Compilation album by Two-Mix
- Released: December 21, 1998
- Recorded: 1995–1998
- Genre: J-pop; electropop; anison;
- Length: 73:07
- Language: Japanese
- Label: King Records
- Producer: Two-Mix

Two-Mix chronology
| Baroque Best (1998) | Super Best Files 1995–1998 (1998) | Rhythm Formula (1999) |

= Super Best Files 1995–1998 =

Super Best Files 1995–1998 is the second compilation album by J-pop duo Two-Mix, released by King Records on December 21, 1998. The album covers the duo's singles, B-sides, and other tracks from 1995 to 1998. At the time, it was considered to be an unofficial release, as the duo had left King Records and signed with Warner Music Japan earlier that year. The album has since been listed as an official compilation following the release of the 2002 box set Two-Mix Collection Box: Categorhythm.

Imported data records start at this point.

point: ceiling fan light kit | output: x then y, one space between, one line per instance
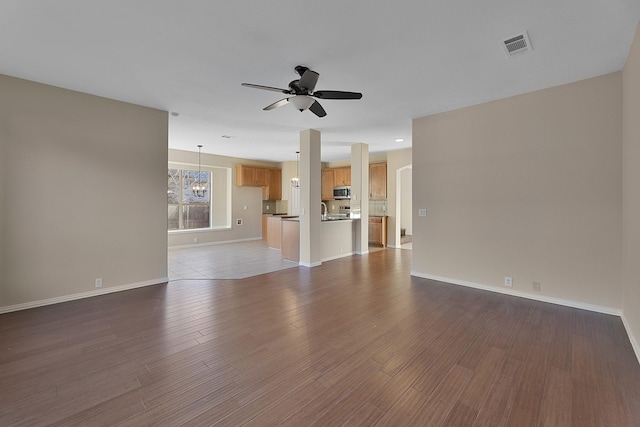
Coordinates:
303 93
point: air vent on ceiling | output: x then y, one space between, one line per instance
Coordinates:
517 44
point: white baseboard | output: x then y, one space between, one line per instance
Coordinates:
72 297
312 264
338 256
223 242
632 338
537 297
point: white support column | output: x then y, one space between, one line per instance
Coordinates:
310 197
360 195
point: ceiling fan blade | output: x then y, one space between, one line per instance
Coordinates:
317 109
273 89
276 104
336 94
308 80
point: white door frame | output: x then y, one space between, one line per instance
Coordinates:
399 171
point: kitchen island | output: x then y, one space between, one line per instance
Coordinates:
338 236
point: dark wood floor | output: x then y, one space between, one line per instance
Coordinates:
356 341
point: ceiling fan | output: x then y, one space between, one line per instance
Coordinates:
303 91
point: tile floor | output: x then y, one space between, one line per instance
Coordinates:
226 261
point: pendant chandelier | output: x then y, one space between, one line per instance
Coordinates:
295 181
199 189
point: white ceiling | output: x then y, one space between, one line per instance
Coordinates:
409 58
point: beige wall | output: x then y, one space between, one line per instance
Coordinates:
528 187
83 194
396 160
241 198
631 191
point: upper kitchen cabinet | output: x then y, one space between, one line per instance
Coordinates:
378 181
334 177
273 191
328 182
269 179
342 176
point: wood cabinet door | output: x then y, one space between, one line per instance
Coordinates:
275 184
378 181
261 177
342 176
328 182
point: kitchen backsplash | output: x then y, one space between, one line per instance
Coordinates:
376 207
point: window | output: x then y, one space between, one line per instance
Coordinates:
186 210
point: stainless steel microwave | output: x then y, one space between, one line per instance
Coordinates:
342 192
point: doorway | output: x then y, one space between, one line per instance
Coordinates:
404 210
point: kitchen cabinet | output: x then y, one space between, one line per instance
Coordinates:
378 181
274 189
378 231
254 176
342 176
334 177
328 182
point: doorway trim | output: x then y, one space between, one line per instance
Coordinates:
399 171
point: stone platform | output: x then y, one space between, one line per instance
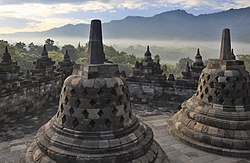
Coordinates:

The album peaked at No. 14 on Oricon's weekly albums chart. It was also the duo's fifth and final album to be certified Gold by the RIAJ.

== Track listing ==
All lyrics are written by Shiina Nagano; all music is composed by Minami Takayama, except where indicated; all music is arranged by Two-Mix.

| No. | Title | Music | Length |
|---|---|---|---|
| 1. | "Just Communication" | Kōji Makaino | 4:18 |
| 2. | "Rhythm Emotion" |  | 3:55 |
| 3. | "White Sailing" |  | 4:42 |
| 4. | "Try (Return to Yourself)" | Makaino | 5:21 |
| 5. | "Love Revolution" |  | 4:41 |
| 6. | "Rhythm Generation" |  | 3:55 |
| 7. | "Maximum" |  | 4:24 |
| 8. | "White Reflection" |  | 4:46 |
| 9. | "True Navigation" |  | 4:14 |
| 10. | "Summer Planet No. 1" |  | 4:32 |
| 11. | "Living Daylights" |  | 5:59 |
| 12. | "Time Distortion" |  | 4:25 |
| 13. | "Graduation" |  | 4:07 |
| 14. | "Beat of Destiny" |  | 5:51 |
| 15. | "Last Impression" |  | 7:34 |
| Total length: |  |  | 73:07 |

==Charts==

| Chart (1998) | Peak position |
|---|---|
| Japanese Albums (Oricon) | 14 |

== Certification ==

| Region | Certification | Certified units/sales |
| Japan (RIAJ) | Gold | 200,000^{^} |
^{^} Shipments figures based on certification alone.